74(3) If any block of assets ceases to exist for the reason that all the assets in that block are transferred during the tax year, then,––

  • (a) the cost of acquisition of the block of assets shall be the written down value of the block of assets at the beginning of the tax year, as increased by the actual cost of any asset falling within that block of assets, acquired by the assessee during the tax year; and
  • (b) the income received or accruing as a result of such transfer or transfers shall be deemed to be short-term capital gains.

FAQs on Section 74 of Income Tax Act 2025

1. What is the special provision for computation of capital gains in the case of depreciable assets under the Income Tax Act, 2025?

The special provision is contained in Section 74 of the Income Tax Act, 2025, and applies to capital assets forming part of a block of assets on which depreciation has been allowed under this Act or the earlier Income-tax Acts of 1961 or 1922.

2. From when is the special provision for depreciable assets applicable?

It is applicable with effect from 1st April, 2026.

3. What does Section 74(1) of the Income Tax Act, 2025 provide?

Section 74(1) states that for depreciable assets, the computation of capital gains under sections 72 and 73 will be subject to the special rules laid down in subsections (2), (3), and (4) of Section 74.

4. How is capital gain computed under Section 74(2)?

Under Section 74(2), if during the tax year, the full value of consideration from the transfer of one or more assets in a block exceeds the sum of:

  • expenditure incurred wholly and exclusively for the transfer,
  • the written-down value (WDV) of the block at the beginning of the year, and
  • the actual cost of assets acquired in the block during the year,
    then the excess amount is deemed as short-term capital gains.

5. What happens if the consideration from asset transfer exceeds the written-down value and cost additions?

The excess amount is treated as short-term capital gains as per Section 74(2).

6. What is meant by ‘block of assets’ in the context of Section 74?

‘Block of assets’ refers to a group of assets falling within a class for which the same rate of depreciation is prescribed, and which are subject to depreciation allowances.

7. What does Section 74(3) deal with?

Section 74(3) deals with the situation where an entire block of assets ceases to exist because all assets in that block have been transferred during the tax year.

8. How is the cost of acquisition determined when an entire block ceases to exist?

The cost of acquisition is taken as the written-down value of the block at the beginning of the tax year, increased by the actual cost of any asset acquired in that block during the year.

9. How is income treated when an entire block of assets is transferred?

The income arising from the transfer of the entire block is deemed to be short-term capital gains under Section 74(3).

10. Will gains from the transfer of depreciable assets always be short-term?

Yes, under the special provisions of Section 74, capital gains arising from the transfer of depreciable assets are always deemed short-term, irrespective of the holding period.

11. Is it necessary for the entire block to be sold to attract short-term capital gains under Section 74?

No, even partial transfers leading to consideration exceeding written-down value and additions can trigger short-term capital gains under Section 74(2).

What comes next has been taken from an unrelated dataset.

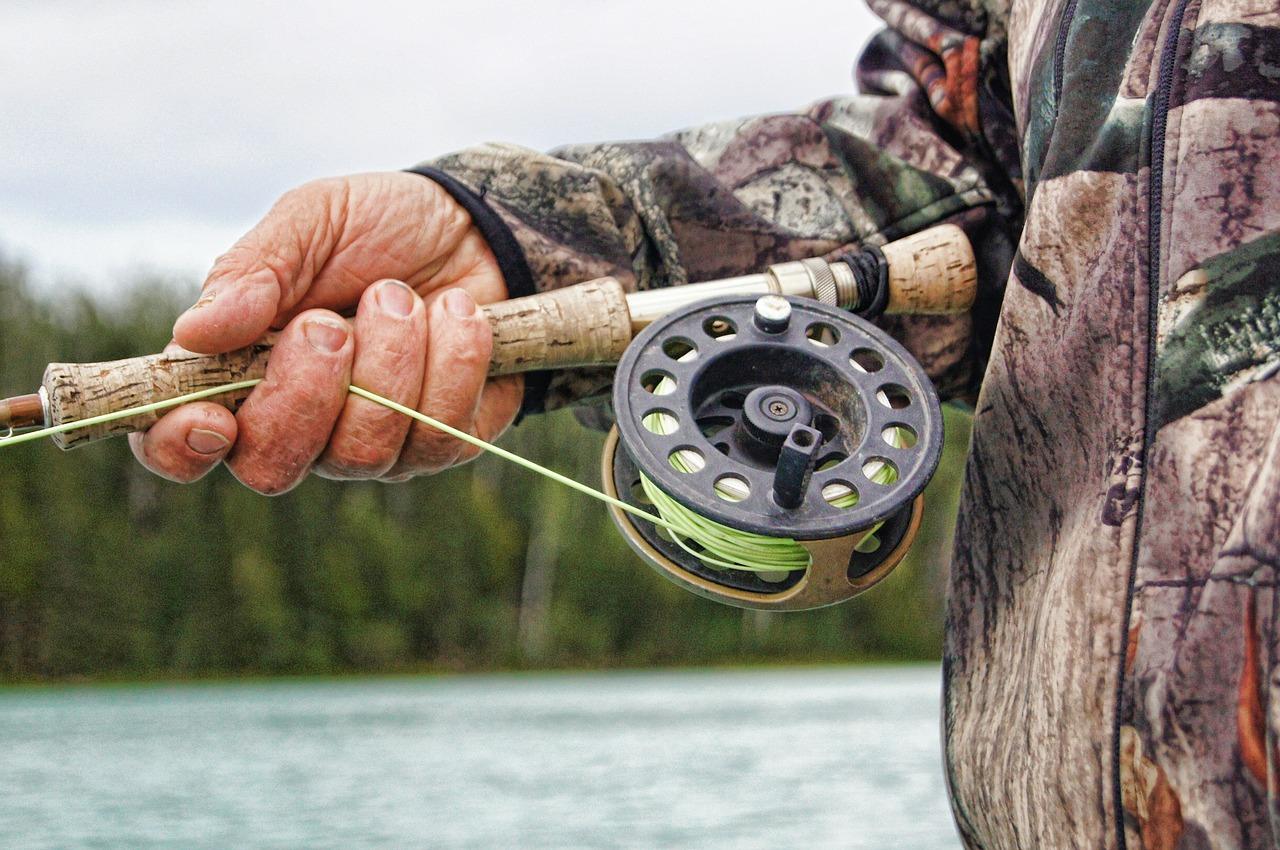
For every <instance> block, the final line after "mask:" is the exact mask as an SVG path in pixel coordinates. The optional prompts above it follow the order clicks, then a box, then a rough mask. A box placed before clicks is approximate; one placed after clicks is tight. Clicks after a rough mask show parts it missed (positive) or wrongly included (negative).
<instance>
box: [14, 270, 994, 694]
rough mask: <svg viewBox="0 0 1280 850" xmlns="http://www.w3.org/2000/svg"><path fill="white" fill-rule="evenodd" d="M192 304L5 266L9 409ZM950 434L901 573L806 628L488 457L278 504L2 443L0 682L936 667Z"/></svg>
mask: <svg viewBox="0 0 1280 850" xmlns="http://www.w3.org/2000/svg"><path fill="white" fill-rule="evenodd" d="M193 289H195V285H192V287H189V288H187V292H188V293H189V292H192V291H193ZM120 293H123V294H120ZM186 301H188V298H186V297H184V296H182V294H179V288H178V287H175V285H173V283H172V282H163V280H140V282H138V283H136V284H134V285H132V287H122V288H119V289H118V293H116V294H114V296H113V297H111V298H110V300H109V301H96V300H95V298H92V297H91V296H88V294H86V293H83V292H74V293H70V294H63V296H54V294H50V296H41V297H37V296H36V294H33V292H32V289H31V287H28V285H27V283H26V282H24V271H23V269H22V268H20V266H19V265H15V264H12V262H3V261H0V394H8V393H18V392H29V390H31V389H32V388H35V387H36V385H37V383H38V379H40V375H41V373H42V370H44V366H45V364H47V362H50V361H55V360H79V361H96V360H111V358H116V357H125V356H132V355H138V353H145V352H151V351H159V349H160V347H161V346H163V344H164V343H165V342H168V328H169V326H170V324H172V320H173V316H175V315H177V314H178V312H179V310H180V309H182V307H183V306H184V303H186ZM947 425H948V444H947V452H946V456H945V458H943V463H942V467H941V470H940V472H938V475H937V477H936V479H934V481H933V484H932V485H931V488H929V492H928V494H927V498H928V503H929V511H928V517H927V520H925V525H924V529H923V531H922V535H920V539H919V540H918V543H916V545H915V548H914V550H913V553H911V554H910V556H909V558H908V561H906V562H905V563H904V565H902V566H901V567H899V570H897V571H896V573H895V575H892V576H891V577H890V579H888V580H887V581H886V582H883V584H882V585H879V586H878V588H876V589H874V590H872V591H870V593H868V594H865V595H863V597H860V598H859V599H855V600H854V602H852V603H849V604H845V605H840V607H836V608H828V609H824V611H818V612H810V613H804V614H790V616H787V614H765V613H758V612H742V611H737V609H733V608H728V607H723V605H719V604H716V603H712V602H707V600H703V599H699V598H696V597H694V595H691V594H689V593H685V591H684V590H678V589H677V588H675V586H673V585H669V584H667V582H666V581H664V580H663V579H660V577H658V576H657V575H655V573H653V572H652V571H650V570H649V568H648V567H645V566H644V565H643V563H641V562H640V561H639V559H637V558H636V557H635V556H634V554H632V553H631V552H630V550H628V549H627V548H626V545H625V544H623V543H622V540H621V538H620V536H618V534H617V533H616V531H614V529H613V526H612V524H611V521H609V518H608V515H607V512H605V511H604V508H603V507H602V506H599V504H596V503H593V502H590V501H588V499H586V498H585V497H581V495H579V494H575V493H571V492H568V490H566V489H564V488H562V486H559V485H554V484H552V483H548V481H544V480H541V479H539V477H536V476H534V475H532V474H530V472H526V471H524V470H520V469H517V467H513V466H511V465H508V463H506V462H503V461H500V460H498V458H494V457H481V458H480V460H479V461H476V462H475V463H471V465H468V466H466V467H462V469H460V470H453V471H451V472H445V474H443V475H440V476H436V477H434V479H421V480H417V481H413V483H410V484H399V485H381V484H334V483H329V481H324V480H317V479H311V480H308V481H306V483H305V484H303V485H302V486H300V488H298V489H297V490H294V492H292V493H289V494H287V495H284V497H280V498H274V499H266V498H262V497H259V495H256V494H252V493H250V492H247V490H244V489H243V488H241V486H239V485H238V484H237V483H236V481H234V480H233V479H232V477H230V475H228V474H227V472H225V471H224V470H216V471H215V472H214V474H211V475H210V476H209V477H206V479H205V480H204V481H201V483H198V484H196V485H191V486H179V485H175V484H169V483H166V481H163V480H160V479H157V477H154V476H151V475H148V474H146V472H145V471H142V470H141V467H138V466H137V465H134V462H133V461H132V457H131V456H129V452H128V447H127V445H125V444H124V442H123V440H114V442H110V443H104V444H97V445H95V447H91V448H87V449H81V451H77V452H73V453H63V452H59V451H58V449H55V448H54V447H52V445H51V444H47V443H46V444H36V445H24V447H18V448H14V449H6V451H4V452H0V678H4V680H33V678H65V677H186V676H218V675H274V673H332V672H393V671H420V670H493V668H532V667H608V666H657V664H708V663H716V664H724V663H753V662H831V661H863V659H883V661H891V659H892V661H906V659H934V658H937V657H938V655H940V652H941V634H942V603H943V594H945V575H943V572H945V565H946V559H947V553H948V550H950V540H951V520H952V517H954V515H955V502H956V493H957V488H959V477H960V470H961V465H963V453H964V449H965V445H966V443H968V437H969V431H968V420H966V417H965V416H964V415H963V413H957V412H954V411H948V412H947ZM503 443H504V444H506V445H508V447H509V448H512V449H515V451H517V452H520V453H524V454H526V456H530V457H532V458H535V460H538V461H540V462H543V463H547V465H550V466H553V467H554V469H558V470H561V471H563V472H566V474H568V475H572V476H575V477H577V479H579V480H584V481H588V483H590V484H593V485H594V484H596V483H598V477H599V451H600V445H602V443H603V435H600V434H595V433H594V431H588V430H585V429H582V428H581V426H580V425H579V424H577V422H576V421H575V420H573V419H572V416H571V415H568V413H563V412H562V413H556V415H550V416H545V417H532V419H530V420H526V422H525V424H522V425H521V426H518V428H516V429H513V430H512V431H509V433H508V435H507V437H506V438H504V439H503Z"/></svg>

However, if the entire block is sold, Section 74(3) specifically applies.

12. What happens if the full value of consideration is less than the written-down value and additions?

In that case, the block continues to exist, and the depreciation is allowed on the resultant block value.

13. Are expenses incurred exclusively for transfer considered in the capital gains computation?

Yes, such expenses are deducted from the full value of consideration while computing short-term capital gains under Section 74(2).

14. Does Section 74 override the general definition of capital asset under Section 2(101)?

Yes, Section 74(1) states that irrespective of anything contained in Section 2(101), the computation of capital gains for depreciable assets must follow the rules specified in Section 74(2), (3), and (4).